Crime

Macon family seeks killer of 19-year-old, end to violence

Tycie Adams, Tavaris Veal's partner, center, holds their three month old son during a press conference held by the Veal's family and friends to ask the public for information about the shooting that killed Veal and wounded others on March, 26 outside Macon Garden Apartments Wednesday.
Tycie Adams, Tavaris Veal's partner, center, holds their three month old son during a press conference held by the Veal's family and friends to ask the public for information about the shooting that killed Veal and wounded others on March, 26 outside Macon Garden Apartments Wednesday.
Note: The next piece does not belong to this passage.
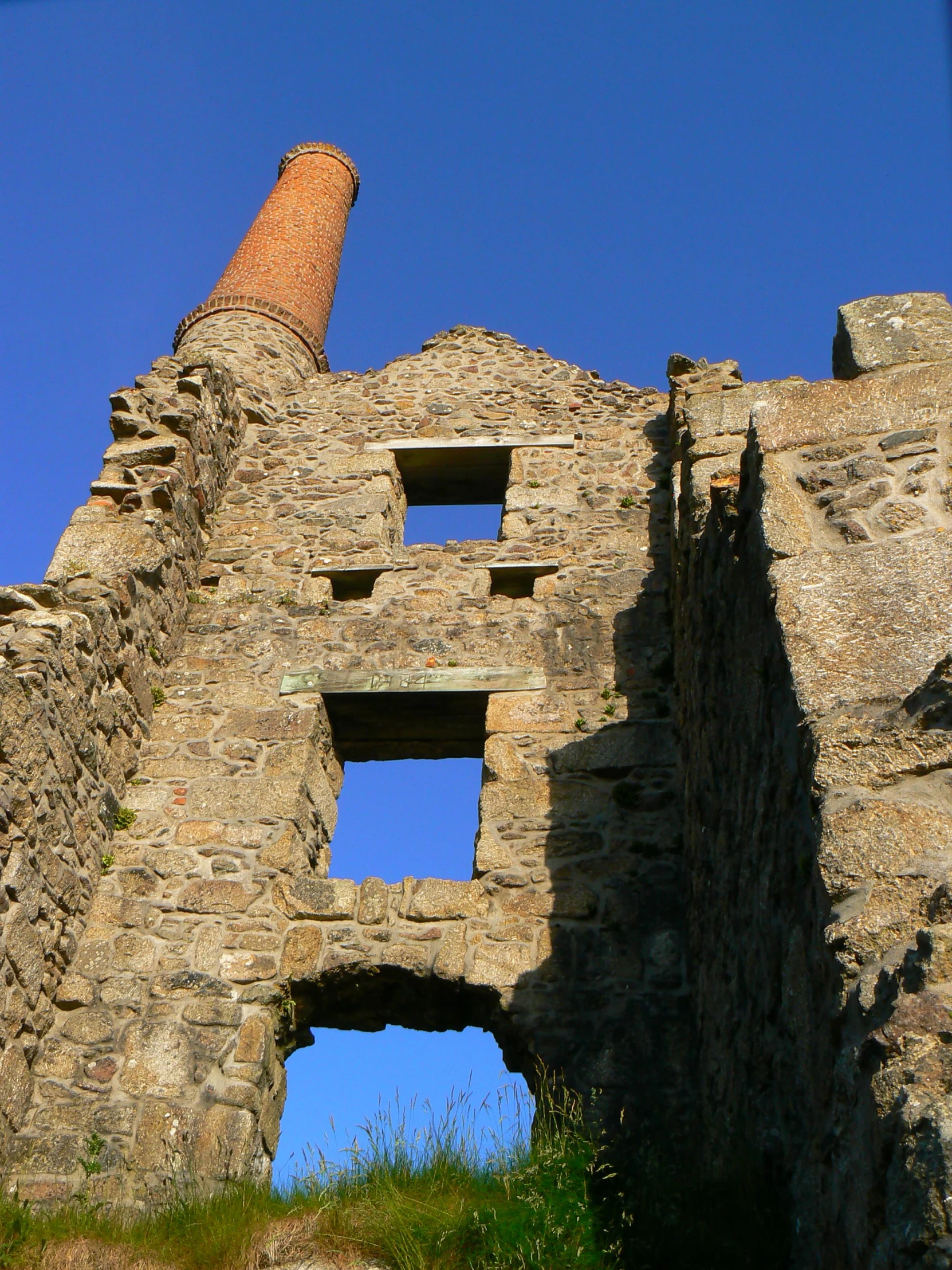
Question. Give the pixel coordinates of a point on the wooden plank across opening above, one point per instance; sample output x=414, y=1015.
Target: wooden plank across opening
x=451, y=679
x=460, y=471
GEORGIA PUBLIC BROADCASTING

Three-month-old Tahji Veal didn’t cry as he slept in his mother’s arms, but plenty of tears flowed from others as his family spoke to the media Wednesday.
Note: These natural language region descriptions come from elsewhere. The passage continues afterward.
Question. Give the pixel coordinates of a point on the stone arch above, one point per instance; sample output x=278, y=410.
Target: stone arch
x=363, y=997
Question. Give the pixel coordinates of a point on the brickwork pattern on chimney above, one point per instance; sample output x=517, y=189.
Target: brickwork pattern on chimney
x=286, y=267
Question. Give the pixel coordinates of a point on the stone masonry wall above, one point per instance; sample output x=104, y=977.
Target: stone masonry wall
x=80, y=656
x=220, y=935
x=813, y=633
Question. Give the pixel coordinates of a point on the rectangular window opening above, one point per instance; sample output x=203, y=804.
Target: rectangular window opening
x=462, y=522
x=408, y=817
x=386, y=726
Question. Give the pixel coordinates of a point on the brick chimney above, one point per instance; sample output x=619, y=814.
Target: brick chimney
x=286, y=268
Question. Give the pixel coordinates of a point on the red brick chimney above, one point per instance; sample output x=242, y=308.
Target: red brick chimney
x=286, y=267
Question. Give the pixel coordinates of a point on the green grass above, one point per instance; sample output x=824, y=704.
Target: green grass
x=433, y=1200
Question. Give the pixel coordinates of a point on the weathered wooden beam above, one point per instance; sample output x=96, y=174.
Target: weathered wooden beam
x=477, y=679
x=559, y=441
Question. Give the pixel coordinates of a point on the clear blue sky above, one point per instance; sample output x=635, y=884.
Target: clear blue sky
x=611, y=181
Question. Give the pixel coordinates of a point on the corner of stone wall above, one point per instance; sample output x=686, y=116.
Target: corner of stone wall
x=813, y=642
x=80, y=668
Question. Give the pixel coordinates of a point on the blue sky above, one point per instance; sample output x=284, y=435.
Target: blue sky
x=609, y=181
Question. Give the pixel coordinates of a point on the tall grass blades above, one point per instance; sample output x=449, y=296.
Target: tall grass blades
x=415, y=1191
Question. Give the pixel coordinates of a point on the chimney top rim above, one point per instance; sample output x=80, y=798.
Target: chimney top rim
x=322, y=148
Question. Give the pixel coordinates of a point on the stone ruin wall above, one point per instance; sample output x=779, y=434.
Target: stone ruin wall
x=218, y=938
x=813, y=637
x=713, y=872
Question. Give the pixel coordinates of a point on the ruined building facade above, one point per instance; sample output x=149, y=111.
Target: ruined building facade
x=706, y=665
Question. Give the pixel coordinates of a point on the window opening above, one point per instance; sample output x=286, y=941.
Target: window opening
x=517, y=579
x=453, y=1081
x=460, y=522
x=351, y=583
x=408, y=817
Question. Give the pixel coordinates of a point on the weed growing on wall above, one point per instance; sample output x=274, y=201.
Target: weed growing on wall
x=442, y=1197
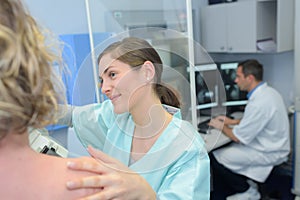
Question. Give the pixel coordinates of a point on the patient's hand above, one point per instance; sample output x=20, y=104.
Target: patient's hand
x=116, y=179
x=217, y=123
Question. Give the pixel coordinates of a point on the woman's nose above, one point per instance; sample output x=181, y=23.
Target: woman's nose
x=105, y=87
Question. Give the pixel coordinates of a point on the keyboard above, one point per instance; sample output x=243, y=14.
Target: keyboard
x=203, y=125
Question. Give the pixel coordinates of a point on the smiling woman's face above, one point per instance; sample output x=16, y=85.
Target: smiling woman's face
x=121, y=83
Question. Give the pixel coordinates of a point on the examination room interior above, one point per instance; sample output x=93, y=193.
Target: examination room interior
x=70, y=19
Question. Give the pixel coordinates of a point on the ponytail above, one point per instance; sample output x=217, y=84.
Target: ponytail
x=167, y=95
Gathered outside Macon Gardens Apartments, they appealed to end violence while pleading to find out who killed the baby’s father, 19-year-old Tavaris Veal.

“I just want justice for my son,” Saleta Smothers said before crying curtailed her speech.

About 7:30 p.m. March 26, the teen was sitting outside building 20 of the apartment complex, tucked off Mercer University Drive behind Fire Station No. 8 across from Macon Mall.

An SUV pulled up with three or four men inside. Shots were fired from the vehicle, wounding 23-year-old Terry Brown and fatally wounding Veal, whom authorities initially identified as Tavarous. His mother spells his first name Tavaries, but his Facebook page omits the “e,” as did memorial T-shirts many were wearing.

“We just want to bury our son and leave it in God’s hands,” said his father, Trent Veal. “I trust in the sheriff’s department, and I want y’all to bring me justice.”

Investigator Cedric Penson said they are continually gathering leads in what may have been a dispute over a woman, but a motive has not been confirmed.

“There’s so many things and twists and turns,” Penson said, without divulging too much. “We pretty much have all the ingredients. We just have to determine what we’re serving.”

Deputies issued a lookout for the white SUV, possibly a Ford Explorer or Expedition.

“They need to get these guys off the street fast because they’re going to kill again,” said Trent Veal, who was wearing a T-shirt with his son’s picture on it.

His mother, Mamie Veal, asked for prayers as they grieve her grandson’s death.

“We don’t want any more violence. There’s been enough,” she said. “Right now we know how everybody else feels who has lost a loved one, and you don’t never know until it hits your family.”

More than two dozen people joined in the news conference, with about as many members of the Bibb County Sheriff’s Office, including Sheriff David Davis.

“There are people and families behind these crimes. And it affects the family and the community when these kinds of things happen,” Davis said. “We know there are people in this community that know what happened and know who’s responsible for this, and so we want them to come forward.”

Anonymous tips can be phoned into Macon Regional Crimestoppers at 877-68-CRIME. Information leading to an arrest could pay up to $1,000.

Veal’s aunt, Demetrice Mathews, emotionally begged for a societal change.

“Please y’all young people look what are y’all are doing to each other. See how you are tearing people’s family apart and tear your family apart,” Mathews said. “You’re not just losing someone to the grave, you’re losing someone to the chain gang, too, for the rest of their life of senseless things.”

The families are not the only ones affected, she said.

“Things like this just hurt everyone, not just the immediate family, hurt a community to make us look so bad as people,” Mathews said as tears rolled down her cheek. “Please just learn to get along. Let’s stop this violence. Let’s learn to talk if you have issues. Just do what’s right. Just do what’s right.”

Although Veal’s grandmother said the teen, also known as Lil’ Hog, had gotten into some “little petty stuff,” having a baby son was turning his life around.

His baby’s mother said family was important to him.

“He wasn’t a deadbeat. They took one of the good ones away,” Tycie Adams said. “He just took care of his family. He came home every day. He provided.”